In a recent case, documents related to an audit which was described in internal correspondence as being done to assess general compliance were not privileged in later civil litigation since the Court found: (1) the audit was conducted as a regular business activity; and (2) defendants could not establish that litigation was the “driving force” for the audit. Graph v. Haverhill North Coke Company, WL 5495514 (S.D. Ohio), Case No. 1:09-CV-670 (SD Ohio, November 13, 2012), The Graph defendant had already performed a prior audit and had been subjected to Clean Air Act violations and enforcement prior to having URS conduct another audit.  After the URS audit was completed, the defendant was sued by plaintiff asserting Clean Air Act and Resource Conservation and Recovery Act (“RCRA”) violations.  Although the audit-related correspondence was discoverable, the court found that the actual draft and final versions of the URS audit itself were protected since those documents contained legal advice and were made in confidence by the defendant.  However, the court found that the results and drafts of the earlier audit were not themselves protected since: (1) the defendant had disclosed some of those audit materials in separate litigation; and (2) the defendant was relying on results of this earlier audit to support some of its defenses.

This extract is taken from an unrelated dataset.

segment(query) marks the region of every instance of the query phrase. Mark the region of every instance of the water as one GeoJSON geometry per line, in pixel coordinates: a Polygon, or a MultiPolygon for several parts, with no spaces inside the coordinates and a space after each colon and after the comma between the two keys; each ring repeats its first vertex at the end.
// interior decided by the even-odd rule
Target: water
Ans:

In light of this ruling, clients need to be careful to cloak all documents relating to sensitive audits under privilege.  Clients should seek legal advice expressly, allow attorneys to provide input before even the first draft of the audit is prepared, and keep all copies of audit-related documents in files separate from those containing normal business documents to avoid disclosure of some documents which might waive the privilege for the entire audit.